Welcome to This Week's Meal Plan
I believe meal planning is the secret to stress-free weeknight dinners. Since I'm frequently asked by friends and family what I'm cooking for dinner each week, I share my weekly meal plan here. Whether you're just learning to meal plan and looking for a real-life example of how this works or you're an old pro on the hunt for inspiration, here's a peek at how I'm feeding my family this week.
New to meal planning? Start here.
We are eating this quick and simple soup with biscuits from the freezer and lots of crispy, crunchy pepitas. I'm doubling the recipe so I can eat leftovers for lunch throughout the week ahead.

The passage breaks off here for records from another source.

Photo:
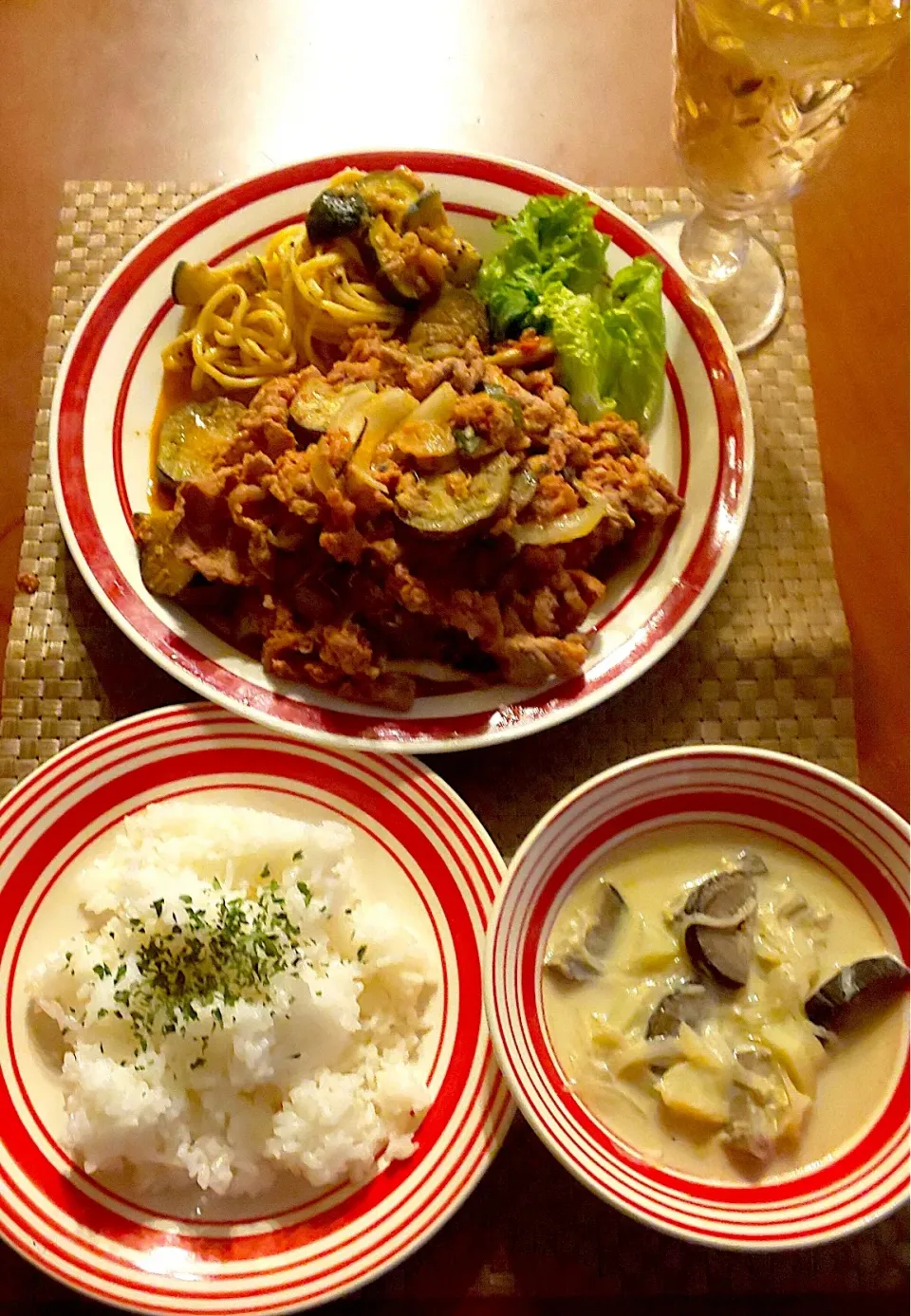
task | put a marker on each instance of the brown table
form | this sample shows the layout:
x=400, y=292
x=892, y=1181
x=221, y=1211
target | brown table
x=217, y=88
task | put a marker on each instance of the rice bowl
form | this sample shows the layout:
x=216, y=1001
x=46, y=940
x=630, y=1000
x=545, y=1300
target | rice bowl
x=288, y=1044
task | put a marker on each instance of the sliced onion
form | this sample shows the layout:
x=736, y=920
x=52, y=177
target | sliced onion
x=383, y=414
x=563, y=529
x=437, y=405
x=524, y=485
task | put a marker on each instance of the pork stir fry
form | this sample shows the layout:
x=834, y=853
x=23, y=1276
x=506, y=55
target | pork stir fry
x=424, y=513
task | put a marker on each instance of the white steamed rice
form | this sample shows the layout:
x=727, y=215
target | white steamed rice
x=319, y=1078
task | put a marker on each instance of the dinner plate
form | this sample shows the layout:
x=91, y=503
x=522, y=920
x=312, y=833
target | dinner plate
x=853, y=835
x=105, y=399
x=418, y=843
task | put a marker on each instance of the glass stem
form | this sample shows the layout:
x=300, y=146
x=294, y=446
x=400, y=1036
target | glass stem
x=714, y=249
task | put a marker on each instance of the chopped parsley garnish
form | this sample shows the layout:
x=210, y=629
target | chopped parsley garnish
x=208, y=957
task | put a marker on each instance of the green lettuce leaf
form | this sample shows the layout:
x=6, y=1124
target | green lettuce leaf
x=611, y=343
x=551, y=241
x=610, y=334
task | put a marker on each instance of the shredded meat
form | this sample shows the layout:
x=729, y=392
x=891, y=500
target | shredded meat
x=305, y=554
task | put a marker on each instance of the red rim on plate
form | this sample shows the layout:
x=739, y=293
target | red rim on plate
x=120, y=1251
x=104, y=401
x=782, y=796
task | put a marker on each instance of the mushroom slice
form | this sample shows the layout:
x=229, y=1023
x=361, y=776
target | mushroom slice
x=719, y=920
x=686, y=1004
x=582, y=952
x=856, y=992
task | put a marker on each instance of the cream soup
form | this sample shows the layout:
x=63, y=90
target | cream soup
x=752, y=1085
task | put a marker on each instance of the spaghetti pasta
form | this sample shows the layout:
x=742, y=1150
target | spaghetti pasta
x=315, y=295
x=238, y=341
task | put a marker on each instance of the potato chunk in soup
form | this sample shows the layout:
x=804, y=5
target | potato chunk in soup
x=683, y=985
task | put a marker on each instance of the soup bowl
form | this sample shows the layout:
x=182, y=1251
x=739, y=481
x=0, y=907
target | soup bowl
x=838, y=824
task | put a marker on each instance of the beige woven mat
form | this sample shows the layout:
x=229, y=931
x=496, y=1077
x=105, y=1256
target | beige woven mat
x=768, y=665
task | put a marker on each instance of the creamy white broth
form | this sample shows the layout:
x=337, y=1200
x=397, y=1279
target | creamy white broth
x=652, y=874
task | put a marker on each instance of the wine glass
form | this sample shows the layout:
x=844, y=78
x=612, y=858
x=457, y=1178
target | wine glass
x=762, y=91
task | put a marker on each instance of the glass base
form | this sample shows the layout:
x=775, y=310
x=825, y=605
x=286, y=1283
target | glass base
x=752, y=303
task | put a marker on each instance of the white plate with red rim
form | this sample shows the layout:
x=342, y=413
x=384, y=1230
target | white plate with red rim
x=855, y=835
x=105, y=398
x=425, y=850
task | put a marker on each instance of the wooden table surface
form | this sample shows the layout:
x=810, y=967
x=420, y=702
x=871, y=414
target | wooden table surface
x=217, y=88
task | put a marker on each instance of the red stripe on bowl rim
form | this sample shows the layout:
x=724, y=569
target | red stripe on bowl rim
x=686, y=598
x=575, y=832
x=85, y=759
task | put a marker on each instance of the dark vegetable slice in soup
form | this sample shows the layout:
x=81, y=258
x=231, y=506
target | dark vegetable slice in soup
x=856, y=992
x=719, y=917
x=584, y=953
x=687, y=1004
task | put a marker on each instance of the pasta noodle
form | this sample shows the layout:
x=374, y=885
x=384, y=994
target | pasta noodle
x=324, y=292
x=313, y=298
x=238, y=341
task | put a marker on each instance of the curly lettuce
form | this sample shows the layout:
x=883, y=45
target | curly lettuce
x=550, y=241
x=608, y=333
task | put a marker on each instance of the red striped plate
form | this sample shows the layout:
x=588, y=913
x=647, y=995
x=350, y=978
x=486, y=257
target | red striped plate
x=421, y=841
x=784, y=796
x=105, y=398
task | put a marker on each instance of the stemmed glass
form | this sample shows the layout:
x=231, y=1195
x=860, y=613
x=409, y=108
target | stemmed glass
x=762, y=90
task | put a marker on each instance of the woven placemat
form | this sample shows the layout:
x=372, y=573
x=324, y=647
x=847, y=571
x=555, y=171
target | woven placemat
x=768, y=663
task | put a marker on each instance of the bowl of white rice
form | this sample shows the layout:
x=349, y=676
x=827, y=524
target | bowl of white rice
x=232, y=1009
x=245, y=1043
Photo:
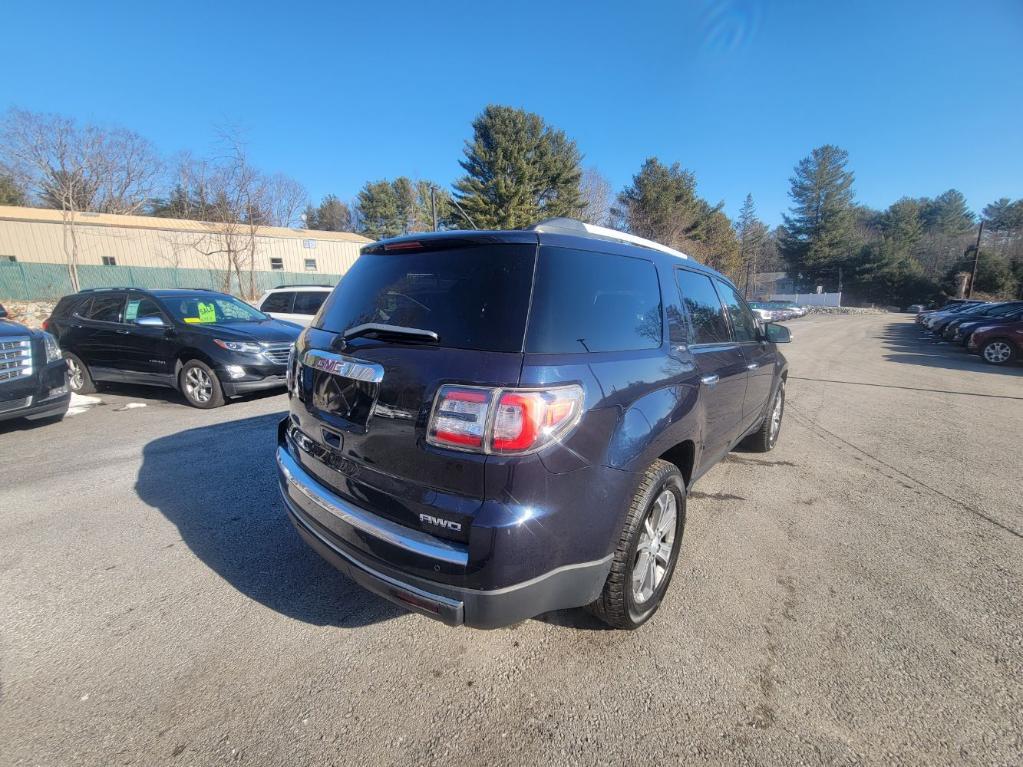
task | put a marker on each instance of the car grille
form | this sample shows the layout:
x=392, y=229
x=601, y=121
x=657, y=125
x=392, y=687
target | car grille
x=277, y=353
x=7, y=405
x=15, y=358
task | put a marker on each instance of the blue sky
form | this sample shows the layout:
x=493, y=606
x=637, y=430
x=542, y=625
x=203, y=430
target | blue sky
x=924, y=95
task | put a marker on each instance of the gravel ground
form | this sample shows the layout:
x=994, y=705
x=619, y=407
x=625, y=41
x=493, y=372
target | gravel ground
x=855, y=596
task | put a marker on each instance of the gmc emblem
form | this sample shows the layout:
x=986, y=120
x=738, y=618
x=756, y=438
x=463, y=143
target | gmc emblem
x=454, y=527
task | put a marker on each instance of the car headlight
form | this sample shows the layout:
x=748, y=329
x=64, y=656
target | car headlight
x=238, y=346
x=53, y=353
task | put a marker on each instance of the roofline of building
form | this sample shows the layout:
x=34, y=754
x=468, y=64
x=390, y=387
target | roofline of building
x=49, y=216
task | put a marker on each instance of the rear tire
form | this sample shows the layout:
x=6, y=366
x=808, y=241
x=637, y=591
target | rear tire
x=997, y=352
x=648, y=550
x=765, y=438
x=79, y=378
x=201, y=386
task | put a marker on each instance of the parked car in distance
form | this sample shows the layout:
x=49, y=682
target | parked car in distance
x=788, y=306
x=297, y=304
x=208, y=345
x=33, y=375
x=489, y=425
x=930, y=318
x=959, y=329
x=997, y=344
x=938, y=322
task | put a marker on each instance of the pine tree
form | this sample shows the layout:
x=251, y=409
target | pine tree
x=662, y=205
x=330, y=215
x=819, y=231
x=519, y=170
x=388, y=209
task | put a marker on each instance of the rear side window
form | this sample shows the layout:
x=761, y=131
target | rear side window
x=704, y=307
x=309, y=302
x=105, y=309
x=473, y=298
x=744, y=327
x=593, y=302
x=277, y=302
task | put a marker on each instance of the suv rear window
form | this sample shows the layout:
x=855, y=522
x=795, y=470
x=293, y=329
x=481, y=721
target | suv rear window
x=593, y=302
x=473, y=298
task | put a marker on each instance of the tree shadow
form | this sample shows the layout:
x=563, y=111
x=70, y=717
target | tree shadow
x=910, y=345
x=218, y=485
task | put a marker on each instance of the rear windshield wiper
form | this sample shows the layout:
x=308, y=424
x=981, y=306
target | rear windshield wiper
x=376, y=328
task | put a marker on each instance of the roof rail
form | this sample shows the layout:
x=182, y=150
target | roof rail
x=578, y=227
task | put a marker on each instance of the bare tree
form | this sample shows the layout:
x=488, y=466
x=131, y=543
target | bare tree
x=596, y=196
x=235, y=199
x=77, y=168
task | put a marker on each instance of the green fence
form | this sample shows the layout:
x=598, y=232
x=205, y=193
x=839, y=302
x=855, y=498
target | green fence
x=49, y=281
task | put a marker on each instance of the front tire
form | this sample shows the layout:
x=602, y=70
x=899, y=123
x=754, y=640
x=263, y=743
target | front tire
x=648, y=550
x=765, y=438
x=997, y=352
x=79, y=378
x=201, y=386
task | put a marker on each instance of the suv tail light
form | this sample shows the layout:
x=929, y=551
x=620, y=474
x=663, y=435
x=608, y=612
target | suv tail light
x=502, y=420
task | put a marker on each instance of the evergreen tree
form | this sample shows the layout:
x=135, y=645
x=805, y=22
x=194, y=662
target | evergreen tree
x=330, y=215
x=752, y=235
x=662, y=205
x=10, y=192
x=947, y=214
x=820, y=231
x=519, y=171
x=388, y=209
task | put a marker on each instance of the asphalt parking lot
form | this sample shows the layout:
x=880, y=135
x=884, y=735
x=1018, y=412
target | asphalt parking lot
x=855, y=596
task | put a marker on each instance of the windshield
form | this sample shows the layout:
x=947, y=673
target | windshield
x=210, y=309
x=473, y=298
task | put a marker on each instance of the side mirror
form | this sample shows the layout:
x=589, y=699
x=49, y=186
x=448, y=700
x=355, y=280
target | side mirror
x=777, y=333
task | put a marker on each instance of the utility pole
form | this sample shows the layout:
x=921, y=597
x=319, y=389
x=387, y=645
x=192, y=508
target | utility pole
x=976, y=258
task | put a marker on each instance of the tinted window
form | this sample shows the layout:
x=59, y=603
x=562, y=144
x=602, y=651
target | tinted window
x=744, y=327
x=278, y=302
x=591, y=302
x=309, y=302
x=704, y=308
x=138, y=308
x=105, y=308
x=473, y=298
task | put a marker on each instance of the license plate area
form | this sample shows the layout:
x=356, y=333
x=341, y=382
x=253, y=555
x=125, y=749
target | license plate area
x=342, y=390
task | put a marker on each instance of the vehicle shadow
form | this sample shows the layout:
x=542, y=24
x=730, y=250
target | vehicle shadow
x=908, y=344
x=218, y=485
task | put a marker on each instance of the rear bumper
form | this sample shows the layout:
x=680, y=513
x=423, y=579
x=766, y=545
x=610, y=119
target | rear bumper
x=569, y=586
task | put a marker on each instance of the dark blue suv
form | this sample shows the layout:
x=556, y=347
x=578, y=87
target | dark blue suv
x=489, y=425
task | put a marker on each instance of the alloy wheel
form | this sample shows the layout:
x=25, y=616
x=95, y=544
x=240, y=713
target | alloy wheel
x=997, y=352
x=654, y=549
x=197, y=385
x=75, y=377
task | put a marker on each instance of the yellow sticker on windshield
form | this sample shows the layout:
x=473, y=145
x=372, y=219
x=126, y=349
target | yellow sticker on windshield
x=207, y=312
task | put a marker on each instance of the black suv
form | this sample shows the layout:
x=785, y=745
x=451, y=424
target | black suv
x=207, y=345
x=489, y=425
x=33, y=376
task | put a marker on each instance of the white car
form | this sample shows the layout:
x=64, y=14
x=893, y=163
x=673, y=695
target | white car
x=294, y=303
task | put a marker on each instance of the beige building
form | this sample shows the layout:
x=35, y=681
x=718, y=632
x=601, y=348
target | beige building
x=34, y=235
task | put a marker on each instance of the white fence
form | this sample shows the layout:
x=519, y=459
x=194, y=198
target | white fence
x=810, y=299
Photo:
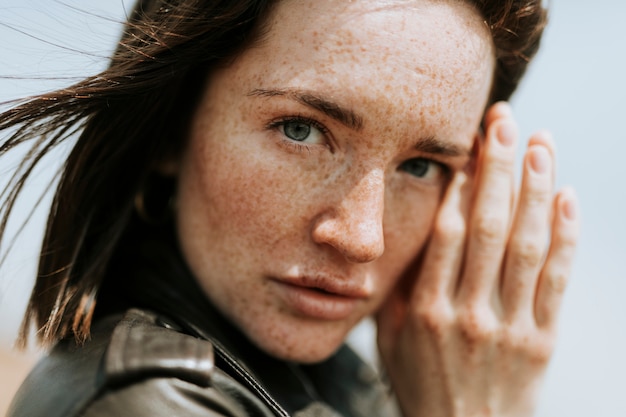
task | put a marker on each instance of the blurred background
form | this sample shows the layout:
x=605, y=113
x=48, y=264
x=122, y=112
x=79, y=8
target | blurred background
x=575, y=88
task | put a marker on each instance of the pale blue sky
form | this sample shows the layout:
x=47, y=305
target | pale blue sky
x=575, y=88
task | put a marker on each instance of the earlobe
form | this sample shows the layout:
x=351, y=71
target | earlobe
x=155, y=201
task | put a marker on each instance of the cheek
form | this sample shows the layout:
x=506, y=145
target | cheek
x=408, y=225
x=241, y=193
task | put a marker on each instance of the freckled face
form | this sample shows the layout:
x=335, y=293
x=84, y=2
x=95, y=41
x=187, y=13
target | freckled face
x=317, y=161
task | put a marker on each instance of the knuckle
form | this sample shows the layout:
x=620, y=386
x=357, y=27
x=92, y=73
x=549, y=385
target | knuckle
x=433, y=317
x=557, y=281
x=522, y=342
x=449, y=229
x=477, y=326
x=526, y=254
x=537, y=195
x=489, y=230
x=500, y=163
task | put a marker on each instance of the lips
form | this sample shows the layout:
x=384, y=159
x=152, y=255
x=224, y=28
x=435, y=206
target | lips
x=322, y=298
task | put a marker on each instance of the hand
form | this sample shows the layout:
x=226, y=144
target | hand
x=474, y=333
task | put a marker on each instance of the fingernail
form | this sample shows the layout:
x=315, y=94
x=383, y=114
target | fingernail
x=569, y=205
x=539, y=159
x=507, y=133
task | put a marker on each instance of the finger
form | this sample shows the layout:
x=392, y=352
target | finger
x=444, y=254
x=529, y=235
x=558, y=264
x=490, y=214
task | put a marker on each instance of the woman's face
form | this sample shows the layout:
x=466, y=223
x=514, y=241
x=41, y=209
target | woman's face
x=317, y=161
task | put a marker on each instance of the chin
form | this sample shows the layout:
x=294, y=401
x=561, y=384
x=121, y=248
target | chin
x=305, y=345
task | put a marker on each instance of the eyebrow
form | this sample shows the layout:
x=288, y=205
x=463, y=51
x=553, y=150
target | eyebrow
x=320, y=103
x=433, y=145
x=348, y=117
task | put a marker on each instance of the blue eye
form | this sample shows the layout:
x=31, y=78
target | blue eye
x=423, y=168
x=297, y=131
x=301, y=130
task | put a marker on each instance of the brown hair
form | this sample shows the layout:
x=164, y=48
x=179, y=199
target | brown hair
x=134, y=115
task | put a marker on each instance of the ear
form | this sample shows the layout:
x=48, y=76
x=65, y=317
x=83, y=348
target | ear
x=169, y=166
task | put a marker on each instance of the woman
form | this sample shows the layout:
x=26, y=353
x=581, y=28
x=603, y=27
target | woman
x=251, y=179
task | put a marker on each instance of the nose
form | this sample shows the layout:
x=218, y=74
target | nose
x=354, y=226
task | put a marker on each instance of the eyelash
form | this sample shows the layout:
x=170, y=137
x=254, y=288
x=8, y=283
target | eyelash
x=299, y=146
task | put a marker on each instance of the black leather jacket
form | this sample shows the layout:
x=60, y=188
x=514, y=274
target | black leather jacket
x=171, y=353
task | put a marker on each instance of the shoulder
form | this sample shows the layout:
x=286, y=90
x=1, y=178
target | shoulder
x=138, y=364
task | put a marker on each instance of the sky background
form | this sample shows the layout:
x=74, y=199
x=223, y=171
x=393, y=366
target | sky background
x=575, y=88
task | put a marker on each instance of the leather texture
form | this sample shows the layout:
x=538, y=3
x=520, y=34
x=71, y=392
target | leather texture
x=159, y=348
x=140, y=365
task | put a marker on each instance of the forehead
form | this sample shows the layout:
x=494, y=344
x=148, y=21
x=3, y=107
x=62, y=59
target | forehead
x=416, y=55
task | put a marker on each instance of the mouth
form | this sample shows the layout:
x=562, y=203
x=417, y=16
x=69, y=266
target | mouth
x=320, y=298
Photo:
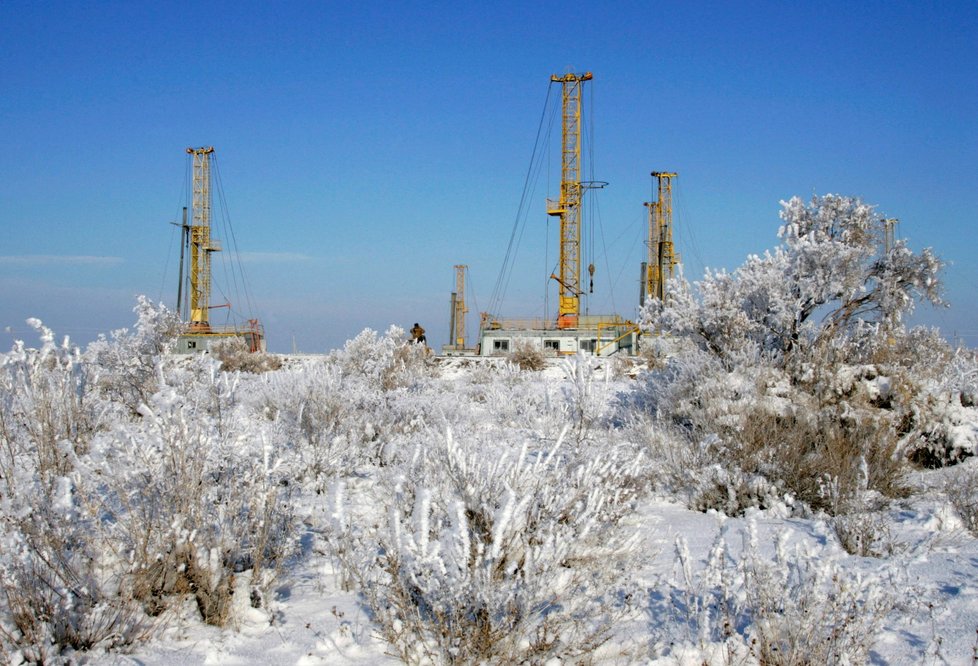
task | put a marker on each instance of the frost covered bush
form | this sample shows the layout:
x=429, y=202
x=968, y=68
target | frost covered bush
x=790, y=360
x=204, y=497
x=383, y=362
x=55, y=591
x=962, y=491
x=797, y=607
x=47, y=415
x=495, y=554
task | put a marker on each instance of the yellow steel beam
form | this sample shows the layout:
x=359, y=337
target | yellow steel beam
x=569, y=206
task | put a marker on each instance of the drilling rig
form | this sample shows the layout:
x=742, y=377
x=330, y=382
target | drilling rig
x=662, y=260
x=456, y=334
x=199, y=333
x=573, y=331
x=568, y=207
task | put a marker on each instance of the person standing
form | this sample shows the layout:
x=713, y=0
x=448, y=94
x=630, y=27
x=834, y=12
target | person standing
x=417, y=334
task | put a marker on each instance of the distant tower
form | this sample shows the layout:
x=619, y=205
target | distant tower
x=568, y=208
x=662, y=259
x=201, y=243
x=458, y=308
x=889, y=233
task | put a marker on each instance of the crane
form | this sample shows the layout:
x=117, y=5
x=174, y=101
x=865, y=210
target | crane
x=201, y=243
x=457, y=337
x=662, y=259
x=568, y=207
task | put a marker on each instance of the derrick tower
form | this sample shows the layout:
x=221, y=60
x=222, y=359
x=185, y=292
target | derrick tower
x=201, y=243
x=568, y=207
x=458, y=308
x=662, y=259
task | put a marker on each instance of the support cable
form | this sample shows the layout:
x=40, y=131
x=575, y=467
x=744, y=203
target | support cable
x=505, y=273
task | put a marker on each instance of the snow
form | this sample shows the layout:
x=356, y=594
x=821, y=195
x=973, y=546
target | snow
x=374, y=505
x=312, y=619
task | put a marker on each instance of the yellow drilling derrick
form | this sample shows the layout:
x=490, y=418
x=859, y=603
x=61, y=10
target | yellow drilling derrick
x=200, y=332
x=201, y=243
x=662, y=259
x=458, y=308
x=568, y=207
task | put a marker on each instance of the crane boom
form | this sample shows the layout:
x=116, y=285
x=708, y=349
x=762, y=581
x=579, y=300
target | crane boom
x=568, y=207
x=201, y=243
x=662, y=259
x=458, y=316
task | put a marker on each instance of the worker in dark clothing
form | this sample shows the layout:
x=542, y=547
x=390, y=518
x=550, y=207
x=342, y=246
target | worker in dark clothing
x=417, y=334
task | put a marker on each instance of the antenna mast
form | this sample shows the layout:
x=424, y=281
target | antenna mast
x=568, y=208
x=201, y=244
x=662, y=258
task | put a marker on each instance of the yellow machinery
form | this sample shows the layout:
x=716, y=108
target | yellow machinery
x=201, y=243
x=568, y=208
x=662, y=258
x=200, y=332
x=459, y=309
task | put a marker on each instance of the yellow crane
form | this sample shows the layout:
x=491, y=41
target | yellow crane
x=568, y=207
x=662, y=258
x=459, y=309
x=201, y=243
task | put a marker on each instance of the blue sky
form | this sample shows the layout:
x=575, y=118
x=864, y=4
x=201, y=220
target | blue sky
x=365, y=148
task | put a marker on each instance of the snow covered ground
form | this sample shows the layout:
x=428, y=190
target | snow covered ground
x=923, y=589
x=373, y=480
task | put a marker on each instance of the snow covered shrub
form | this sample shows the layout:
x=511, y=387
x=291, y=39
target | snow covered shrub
x=335, y=424
x=940, y=416
x=527, y=357
x=777, y=358
x=804, y=609
x=234, y=355
x=384, y=362
x=495, y=554
x=797, y=607
x=204, y=497
x=586, y=397
x=55, y=591
x=127, y=360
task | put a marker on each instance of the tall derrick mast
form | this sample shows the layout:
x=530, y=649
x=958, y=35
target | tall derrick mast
x=459, y=310
x=662, y=259
x=201, y=243
x=568, y=208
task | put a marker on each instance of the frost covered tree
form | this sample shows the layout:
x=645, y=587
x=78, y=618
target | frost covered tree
x=828, y=279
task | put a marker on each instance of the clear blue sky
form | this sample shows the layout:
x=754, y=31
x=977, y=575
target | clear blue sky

Tuesday: Tacos with Roasted Winter Vegetables
I've got an acorn and delicata squash waiting to be roasted. While I'm planning on using most of the roasted squash for these tacos, I'm counting on leftovers for Friday's pizza too.
Wednesday: Slow Cooker Coconut Lentil Curry
My kiddos love curry so I'm hoping this savory lentil version will be a dinner winner, and I'll serve it with toasted pita for dipping instead of over rice. We'll have sliced apples (from apple picking this weekend!) on the side.
Thursday: Fall Harvest Freekeh Salad
This is the most ambitious dinner this week, prep-wise, but I'm making it come together faster with air-fried sweet potatoes and pre-made barley from the freezer. I'm swapping canned chickpeas for the black beans because that's what I need to use up in my pantry.
Friday: Veggie Supreme Pizza
Friday's pizza game plan is to partner all the leftover squash, sweet potatoes, and kale from early in the week with a red onion and some smoky mozzarella for this sheet pan pizza. Leftovers will also be Saturday's lunch.